Be someone’s crusader. Invite them to a meeting one level up from where they currently are on the corporate ladder. This is easy to accomplish in a work-at-home environment. Plan ahead so this person understands what is going to happen. You can invite them in through a link in a chat at the precise moment you need them to join the meeting. Mention to the attendees in the virtual meeting that “Mary is going to assist for a few minutes.” Once Mary is in the virtual meeting, she can talk about a topic or a slide. You can ask her opinion on how her colleagues are feeling about a particular subject. This is Mary’s time to contribute. Let others ask Mary questions, and then thank Mary for her help before she logs off.
This adds depth to what you are presenting, showcases your leadership style, and gives Mary visibility, which shows how you value her and how she is contributing to the company. Mary will be grateful and tell her colleagues, who will be excited for her.
Other leaders that were in the virtual meeting will hopefully follow your example, and a new strategy will have been incorporated that engages people in your organization, validates their value, and gives them a sense of belonging. When people feel this way, they will have less reason to quit.
Manage Sideways with Project Management
Fellow colleagues are always sharing new ideas. Whether in a focus group or a supervisor, middle management, or senior leadership meeting, you can help a colleague to feel valued by asking them to help with a project strategy. Another approach is to choose someone that you would not normally ask to collaborate with.
Work on the project together, and give them specific acknowledgment as you both are presenting. You can give them credit for a particular slide, for the analytics in the graph, or even the illustration on the slide if it’s really creative. This gives your colleague, who may have a different skill set, more visibility, while at the same time showcasing your leadership skills. This can give a sense of belonging and validation to both. Sometimes, in companies where backbiting is the norm, you may feel you are taking a risk by having someone help you with a project.

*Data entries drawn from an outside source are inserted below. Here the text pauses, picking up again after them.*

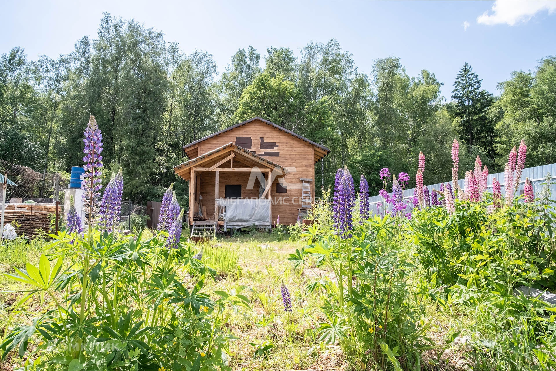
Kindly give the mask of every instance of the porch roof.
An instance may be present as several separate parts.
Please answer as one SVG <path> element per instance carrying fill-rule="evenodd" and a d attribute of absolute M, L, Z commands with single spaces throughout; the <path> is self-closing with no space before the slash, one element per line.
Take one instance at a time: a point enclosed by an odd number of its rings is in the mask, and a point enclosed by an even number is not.
<path fill-rule="evenodd" d="M 256 154 L 249 150 L 246 150 L 245 148 L 240 147 L 231 142 L 222 147 L 209 151 L 206 154 L 203 154 L 195 159 L 192 159 L 189 161 L 182 162 L 180 165 L 174 166 L 174 172 L 182 179 L 187 180 L 189 179 L 189 171 L 187 171 L 186 170 L 193 166 L 197 167 L 202 167 L 201 165 L 203 164 L 208 162 L 211 160 L 214 160 L 215 158 L 222 157 L 225 154 L 231 152 L 233 152 L 234 154 L 239 155 L 244 158 L 246 158 L 261 167 L 272 170 L 275 172 L 277 171 L 279 176 L 285 175 L 287 172 L 287 169 L 285 167 L 259 156 Z M 218 169 L 218 167 L 216 167 L 214 171 L 216 171 Z"/>

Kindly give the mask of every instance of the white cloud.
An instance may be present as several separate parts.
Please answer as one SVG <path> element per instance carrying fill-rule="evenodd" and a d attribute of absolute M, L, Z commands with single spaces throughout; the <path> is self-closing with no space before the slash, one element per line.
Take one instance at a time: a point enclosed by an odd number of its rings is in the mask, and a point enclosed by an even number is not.
<path fill-rule="evenodd" d="M 520 22 L 525 23 L 537 13 L 545 11 L 548 11 L 549 14 L 556 11 L 556 1 L 497 0 L 490 11 L 477 17 L 477 23 L 489 26 L 503 23 L 515 26 Z"/>

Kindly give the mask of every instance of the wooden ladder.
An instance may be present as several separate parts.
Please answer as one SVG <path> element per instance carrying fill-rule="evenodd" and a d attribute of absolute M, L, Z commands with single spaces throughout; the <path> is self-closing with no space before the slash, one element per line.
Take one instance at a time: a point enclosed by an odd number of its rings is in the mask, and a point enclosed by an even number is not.
<path fill-rule="evenodd" d="M 207 238 L 216 236 L 216 222 L 209 221 L 195 221 L 191 227 L 190 237 Z"/>
<path fill-rule="evenodd" d="M 297 216 L 305 217 L 312 207 L 312 196 L 311 194 L 311 182 L 312 179 L 309 178 L 299 178 L 301 181 L 301 207 L 297 209 Z"/>

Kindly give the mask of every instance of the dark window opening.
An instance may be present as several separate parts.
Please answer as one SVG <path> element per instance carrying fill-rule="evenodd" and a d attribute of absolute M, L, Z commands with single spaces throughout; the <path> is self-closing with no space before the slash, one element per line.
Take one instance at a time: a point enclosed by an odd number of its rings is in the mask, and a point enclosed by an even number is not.
<path fill-rule="evenodd" d="M 287 193 L 287 186 L 276 183 L 276 193 Z"/>
<path fill-rule="evenodd" d="M 226 184 L 225 196 L 227 199 L 239 199 L 241 197 L 241 184 Z"/>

If that’s the case, pick someone that perhaps isn’t as outgoing as you or someone with an entirely different skill set. You can also pick someone from another department. These collaborative projects help to engage and validate people while helping them to feel a sense of belonging at the organization.

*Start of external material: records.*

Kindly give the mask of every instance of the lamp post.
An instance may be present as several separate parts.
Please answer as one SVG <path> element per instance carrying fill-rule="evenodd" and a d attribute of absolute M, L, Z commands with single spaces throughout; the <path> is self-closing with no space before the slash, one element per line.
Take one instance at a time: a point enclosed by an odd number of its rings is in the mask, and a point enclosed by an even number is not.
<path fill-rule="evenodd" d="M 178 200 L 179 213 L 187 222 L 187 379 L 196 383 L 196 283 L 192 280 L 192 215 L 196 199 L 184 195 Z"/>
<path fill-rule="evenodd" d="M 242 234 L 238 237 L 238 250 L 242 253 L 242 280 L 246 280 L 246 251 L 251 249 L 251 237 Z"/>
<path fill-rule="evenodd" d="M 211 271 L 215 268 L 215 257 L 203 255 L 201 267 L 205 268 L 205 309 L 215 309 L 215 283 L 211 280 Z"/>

Looking in the Leadership Mirror
As the business climate continues to change and the work-at-home and hybrid environments continue to evolve, developing new strategies and leadership skills is critical for moving an organization forward. Leaders that are introspective and take the opportunity to learn and demonstrate new skills and strategies will continue to grow personally and professionally. These evolving leaders can engage and validate their colleagues and employees at all levels, whether above, beside, or below them on the organizational corporate ladder. This also drives engagement, and employees within the organization can feel a sense of belonging. When this happens, you can create a culture that thrives in the work-at-home and hybrid environments and curb employee attrition.